At the end of August 2009, Shanghai Century Star Import & Export Corp (Shanghai Century Star) announced the assignment of acquisition agreement of Pierre Cardin. However, Shanghai Century Star soon learned that in early July of 2009, Pierre Cardin had already assigned its trademark registered in 4 classes including leatherware, knitwear, shoes, and gloves in China to Cardanro, a company in Wenzhou, Zhejiang Province, at a price of 37 million euros. What made Shanghai Century Star even more astonished was that Pierre Cardin had already received 33.3 million euros from Cardanro.
Chinese companies paid extremely high prices to buy the diminished brand, and Pierre Cardin seemed to start the sale skirmish intentionally.
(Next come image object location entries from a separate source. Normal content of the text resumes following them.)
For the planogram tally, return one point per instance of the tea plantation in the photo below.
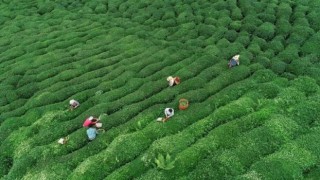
(258, 120)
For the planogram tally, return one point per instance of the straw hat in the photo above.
(169, 78)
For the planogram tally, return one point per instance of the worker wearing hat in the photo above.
(173, 80)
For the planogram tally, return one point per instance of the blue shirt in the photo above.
(92, 133)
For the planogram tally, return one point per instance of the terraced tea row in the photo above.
(114, 57)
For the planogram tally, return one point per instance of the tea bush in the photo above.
(256, 120)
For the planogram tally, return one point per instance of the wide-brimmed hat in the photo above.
(169, 78)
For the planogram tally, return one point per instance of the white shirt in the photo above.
(168, 113)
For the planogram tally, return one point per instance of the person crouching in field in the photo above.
(234, 61)
(169, 112)
(92, 132)
(73, 104)
(173, 80)
(90, 121)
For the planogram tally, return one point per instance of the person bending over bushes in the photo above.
(92, 132)
(234, 61)
(169, 112)
(173, 80)
(73, 104)
(91, 121)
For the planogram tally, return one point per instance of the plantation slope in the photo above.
(259, 120)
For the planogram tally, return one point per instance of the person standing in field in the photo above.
(92, 132)
(90, 121)
(234, 61)
(173, 80)
(73, 104)
(169, 112)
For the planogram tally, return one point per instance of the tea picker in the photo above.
(92, 132)
(169, 112)
(73, 104)
(92, 121)
(63, 140)
(234, 61)
(173, 80)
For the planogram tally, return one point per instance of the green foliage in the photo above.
(278, 66)
(305, 84)
(165, 163)
(266, 31)
(258, 120)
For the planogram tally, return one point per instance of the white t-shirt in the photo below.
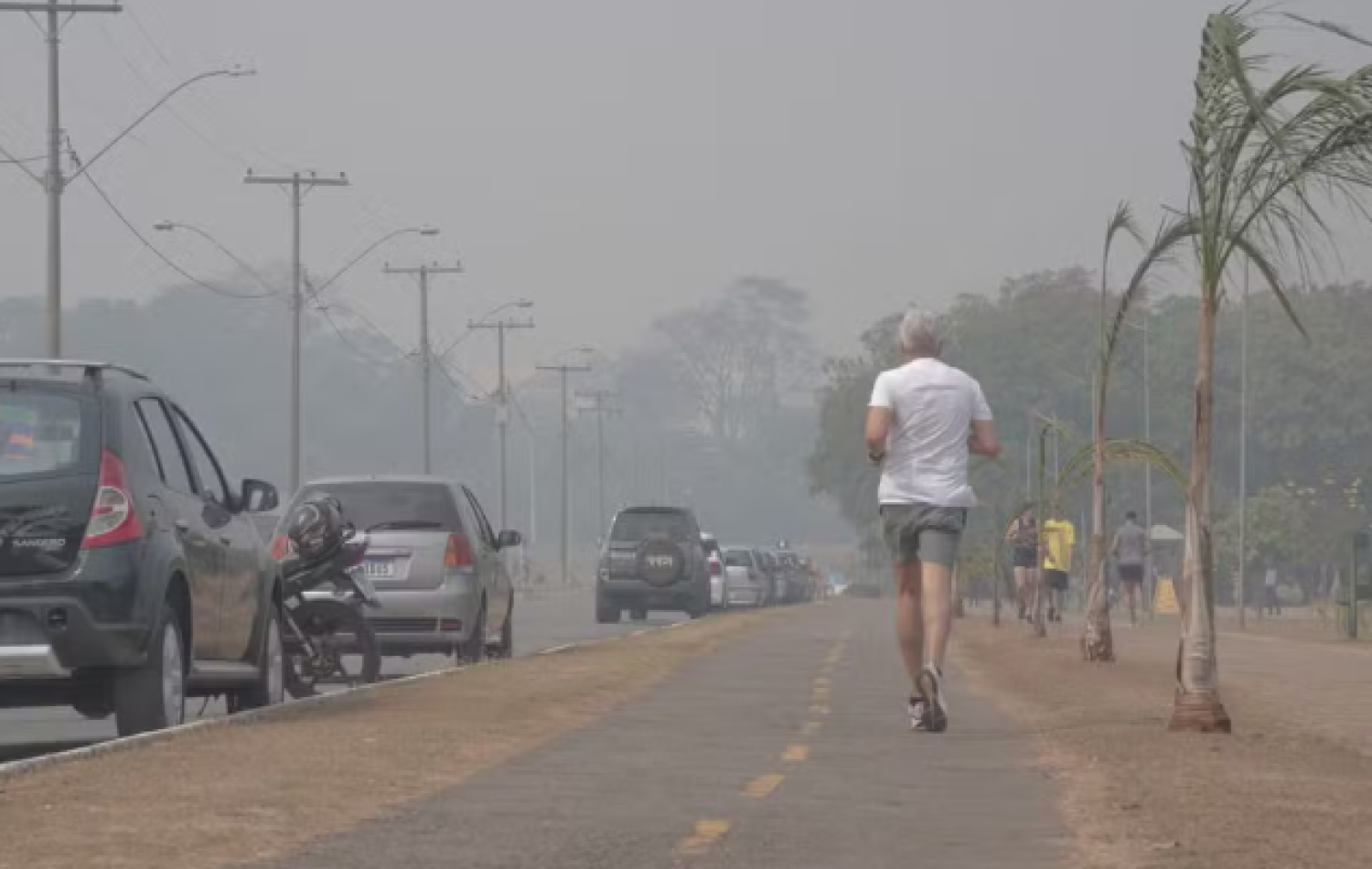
(933, 406)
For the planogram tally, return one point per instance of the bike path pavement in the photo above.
(789, 747)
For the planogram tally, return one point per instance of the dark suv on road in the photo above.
(652, 561)
(131, 574)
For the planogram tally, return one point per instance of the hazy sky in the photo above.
(614, 158)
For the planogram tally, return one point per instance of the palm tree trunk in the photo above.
(1097, 640)
(1196, 706)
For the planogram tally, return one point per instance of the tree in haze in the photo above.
(1261, 158)
(741, 353)
(1097, 640)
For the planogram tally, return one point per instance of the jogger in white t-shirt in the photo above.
(922, 422)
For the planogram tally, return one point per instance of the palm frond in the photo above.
(1336, 29)
(1121, 452)
(1275, 283)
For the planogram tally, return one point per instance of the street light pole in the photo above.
(502, 416)
(425, 354)
(296, 186)
(600, 405)
(1243, 451)
(564, 370)
(52, 181)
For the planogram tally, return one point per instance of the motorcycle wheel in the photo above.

Under such circumstances, who was the real owner of Pierre Cardin? Actually Shanghai Century Star neither acquired Pierre Cardin in a whole, nor bought its shares, it was only assigned with Pierre Cardin’s trademark in Greater China including Mainland China, Taiwan, Hong Kong, Macao and Singapore. But Shanghai Century Star made the assignment of trademark as complicated as a company acquisition.
It had gone through a series of procedures and got approval from China’s National Development and Reform Commission, which are only needed in overseas acquisition. Moreover, it set up a subsidiary company in Paris to deal with the trademark assignment work. In fact the trademark assignment of Pierre Cardin could be even faster if Shanghai Century Star didn’t go through all of the unnecessary procedures.
Of course, the media may not report accurately. If Shanghai Century Star was intended to acquire Pierre Cardin, then it should ask Pierre Cardin to block any trademark assignments during negotiation, and it should confirm that Pierre Cardin was still the owner of the trademark while signing the agreement and forbid any behavior of trademark assignment and licensing to avoid purchasing a “shell” company without the target trademark.